Ist es legitim, dass sich Bischöfe auf das authentische Lehramt des Papstes berufen und die dubia mit dem Amtsblatt des Heiligen Stuhls als erledigt betrachten?

Gott hat das kirchliche Lehramt nur in folgenden Fällen mit der Gabe der Unfehlbarkeit ausgestattet: Die feierliche, definitive sogenannte „ex cathedra“-Entscheidungen des Papstes; feierliche, definitive dogmatische Urteile eines Allgemeinen (Ökumenischen) Konzils; eine ununterbrochene Lehre über Glauben und Sitte und eine das Wesen der Sakramente berührende Praxis, die vom Allgemeinen und Ordentlichen Lehramt – der Gesamtepiskopat mit dem Papst – in demselben Sinn und in derselben Bedeutung über zweitausend Jahre hindurch bewahrt und weitergegeben wurden, also nicht neu eingeführt oder wesentlich uminterpretiert wurde. In allen anderen Fällen, wie auch im sogenannten authentischen – beziehungsweise täglichen – Lehramt des Papstes oder der Bischöfe ist das Lehramt nicht mit der Gabe der Unfehlbarkeit ausgestattet und kann folglich auch irrtümliche – wenn auch nicht direkt häretische – Aussagen und Entscheidungen machen. Papst Franziskus hat jene erwähnte Norm der argentinischen Bischöfe bestätigt, welche nichteheliche Dauerbeziehungen im Fall der „wiederverheiratet Geschiedenen“ durch die Kommunionzulassung indirekt legitimiert. Nichteheliche Geschlechtsbeziehungen, ob als Einzelakt oder dauerhaft, widersprechen immer dem Willen Gottes. Keine, nicht einmal die höchste Autorität in der Kirche hat die Befugnis, das zu erlauben oder zu bestätigen – auch nicht indirekt –, was Gott eindeutig verbietet und an dessen Befolgung er das ewige Heil der Seelen bindet. Das Konzil von Trient lehrt, dass es eine Häresie sei zu behaupten, Menschen können ein bestimmtes Gebot Gottes nicht einhalten oder durchführen. Diese Lehre des Trienter Konzils besitzt einen zweifellos unfehlbaren Charakter, was man aber von der Approbation der pastoralen Normen der argentinischen Bischöfe durch Papst Franziskus mit Sicherheit nicht sagen kann.

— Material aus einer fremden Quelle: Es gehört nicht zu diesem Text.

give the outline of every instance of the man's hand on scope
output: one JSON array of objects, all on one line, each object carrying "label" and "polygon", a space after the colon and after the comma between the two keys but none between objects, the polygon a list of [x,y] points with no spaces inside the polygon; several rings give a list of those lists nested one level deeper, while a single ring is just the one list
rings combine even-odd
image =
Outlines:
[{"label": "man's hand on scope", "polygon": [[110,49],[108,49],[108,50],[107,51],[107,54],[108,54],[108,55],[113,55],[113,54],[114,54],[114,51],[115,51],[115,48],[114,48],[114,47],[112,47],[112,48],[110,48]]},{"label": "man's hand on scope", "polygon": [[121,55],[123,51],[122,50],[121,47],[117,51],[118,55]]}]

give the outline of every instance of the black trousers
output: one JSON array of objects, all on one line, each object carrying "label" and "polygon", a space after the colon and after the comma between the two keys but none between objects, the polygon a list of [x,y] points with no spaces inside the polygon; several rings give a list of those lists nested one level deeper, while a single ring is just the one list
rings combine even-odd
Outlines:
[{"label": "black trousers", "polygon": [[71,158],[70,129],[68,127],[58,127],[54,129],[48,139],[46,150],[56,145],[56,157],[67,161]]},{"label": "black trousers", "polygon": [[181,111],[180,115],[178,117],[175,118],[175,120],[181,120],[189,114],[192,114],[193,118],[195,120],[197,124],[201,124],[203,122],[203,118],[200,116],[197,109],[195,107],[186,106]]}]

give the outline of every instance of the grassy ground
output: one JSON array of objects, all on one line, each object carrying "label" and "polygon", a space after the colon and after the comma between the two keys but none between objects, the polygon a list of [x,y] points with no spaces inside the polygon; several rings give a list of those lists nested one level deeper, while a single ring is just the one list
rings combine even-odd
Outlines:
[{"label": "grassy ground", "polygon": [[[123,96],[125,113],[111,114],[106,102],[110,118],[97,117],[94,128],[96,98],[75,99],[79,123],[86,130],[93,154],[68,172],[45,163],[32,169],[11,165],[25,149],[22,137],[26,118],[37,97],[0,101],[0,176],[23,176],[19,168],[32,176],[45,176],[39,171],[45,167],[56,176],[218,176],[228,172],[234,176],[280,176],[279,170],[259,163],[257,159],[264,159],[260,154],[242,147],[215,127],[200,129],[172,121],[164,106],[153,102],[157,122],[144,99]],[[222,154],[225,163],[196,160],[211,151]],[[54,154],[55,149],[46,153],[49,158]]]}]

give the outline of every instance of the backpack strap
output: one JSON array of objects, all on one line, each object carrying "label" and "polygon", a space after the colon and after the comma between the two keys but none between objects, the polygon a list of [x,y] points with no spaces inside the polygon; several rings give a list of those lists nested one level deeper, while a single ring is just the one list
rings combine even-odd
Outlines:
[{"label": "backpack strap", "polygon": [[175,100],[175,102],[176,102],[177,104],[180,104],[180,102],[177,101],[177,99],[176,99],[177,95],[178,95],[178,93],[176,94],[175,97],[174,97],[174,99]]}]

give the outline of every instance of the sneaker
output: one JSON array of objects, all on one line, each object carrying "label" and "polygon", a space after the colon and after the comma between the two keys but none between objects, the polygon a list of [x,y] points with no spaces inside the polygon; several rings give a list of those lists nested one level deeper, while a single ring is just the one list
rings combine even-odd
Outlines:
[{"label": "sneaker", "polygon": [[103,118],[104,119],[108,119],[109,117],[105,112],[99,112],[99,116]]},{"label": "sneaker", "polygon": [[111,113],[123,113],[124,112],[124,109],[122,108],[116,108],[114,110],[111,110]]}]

Sollen traditionell denkende Priester sich nun in der Seelsorge auf ihr Gewissen gegenüber jenen berufen, die den Weg der argentinischen Bischöfe bevorzugen? Schafft das zusätzliche Verwirrung?

Beim sogenannten Weg der argentinischen Bischöfe handelt es sich um einen Weg, der in der Praxis dem ausdrücklichen Gebot Gottes, welches Ehescheidung und jeglichen Akt des Ehebruchs verbietet, widerspricht. Ein Priester, der seinen Glauben und das Wort Gottes noch ernst nimmt, kann konsequenterweise niemals den sogenannten Weg der argentinischen Bischöfe wählen oder bevorzugen.

Erleben wir derzeit die Folgen einer Entwicklung, die seit der Mariatroster und die Königsteiner Erklärung und dem Zusammenbruch der kirchlichen Disziplin Verwirrung hervorrief?

Diese Frage ist nur mit Ja zu beantworten. In der hier geschilderten tatsächlichen Situation erleben wir die Wahrheit des logischen Grundsatzes verwirklicht, den der heilige Thomas von Aquin formuliert hat: „Ein kleiner Irrtum am Anfang ist am Ende ein großer“ (De ente et essentia, 1).